Welcome to the Lymphangiomatosis and Gorham’s Disease Alliance–UK (LGDA -UK), previously known as Alfie’s Trust.

The Alfie Milne Lymphangiomatosis Trust became a registered charity in 2012 after Alfie, the son of Tracy and Mark Milne, was diagnosed with lymphangiomatosis at the age of 18 months.  At that time there was no support available nor research being carried out.  With Alfie in attendance as the face of the organisation, for the last nine years, the charity has been tirelessly fundraising.  Thanks to the support of the local community here in Peterculter, friends and family and patients from all over the UK, Alfie’s Trust is proud to have raised a phenomenal £311,000.  Alfie, now approaching his teenage years would like to take a step back out of the limelight to focus on ‘just being a teenager’.

As the Trust has developed, we work more and more with our European and American partners in the Lymphangiomatosis and Gorham’s Disease Alliance (LGDA).  Working together makes us stronger allowing us to pool resources – sharing and coordinating the workload to benefit our worldwide community.

With these factors in mind, in October 2019 the Alfie’s Trust Board agreed to change the charity name to align with our international partners, becoming the Lymphangiomatosis and Gorham’s Disease Alliance–UK (LGDA-UK).

As LGDA–UK, our aims and objectives remain exactly the same.  Our charitable status continues here in the UK and our Board of Trustees remains in place and still has final say over the spending of funds raised. Donations made to LGDA-UK on the shared LGDA–E website allow us to claim Gift Aid on donations received by UK taxpayers.   Our news and events will continue to be promoted through our UK social media page.
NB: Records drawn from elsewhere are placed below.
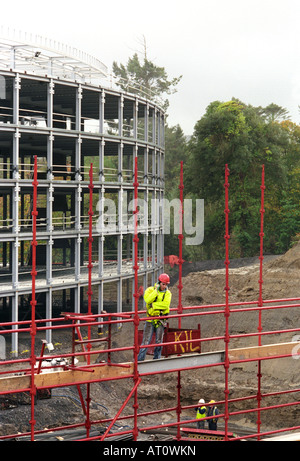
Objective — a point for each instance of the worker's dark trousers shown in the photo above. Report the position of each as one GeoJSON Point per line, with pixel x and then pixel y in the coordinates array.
{"type": "Point", "coordinates": [149, 330]}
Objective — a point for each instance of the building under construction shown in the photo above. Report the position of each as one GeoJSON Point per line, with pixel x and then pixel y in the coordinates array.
{"type": "Point", "coordinates": [66, 145]}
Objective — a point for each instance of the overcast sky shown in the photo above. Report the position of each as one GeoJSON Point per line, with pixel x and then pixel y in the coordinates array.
{"type": "Point", "coordinates": [247, 49]}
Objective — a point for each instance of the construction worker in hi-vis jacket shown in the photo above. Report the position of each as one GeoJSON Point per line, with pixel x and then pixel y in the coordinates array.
{"type": "Point", "coordinates": [158, 300]}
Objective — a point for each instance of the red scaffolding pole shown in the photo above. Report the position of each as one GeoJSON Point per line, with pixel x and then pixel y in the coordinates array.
{"type": "Point", "coordinates": [136, 299]}
{"type": "Point", "coordinates": [180, 237]}
{"type": "Point", "coordinates": [227, 308]}
{"type": "Point", "coordinates": [260, 299]}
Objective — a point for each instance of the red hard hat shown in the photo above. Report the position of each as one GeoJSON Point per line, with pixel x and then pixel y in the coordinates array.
{"type": "Point", "coordinates": [164, 278]}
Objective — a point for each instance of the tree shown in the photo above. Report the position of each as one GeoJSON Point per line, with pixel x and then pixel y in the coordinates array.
{"type": "Point", "coordinates": [244, 138]}
{"type": "Point", "coordinates": [145, 78]}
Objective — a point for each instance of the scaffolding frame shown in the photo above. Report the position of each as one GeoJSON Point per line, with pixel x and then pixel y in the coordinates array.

If you haven’t already, please read Alfie’s Story before continuing your journey to our new home on the LGDA–E website.

We want to thank each and every one of you for your support over the last nine years and we hope that you will continue to support us under our new name of Lymphangiomatosis and Gorham’s Disease Alliance–UK.

Changes to the website are ongoing – please bear with us whilst we make the transition.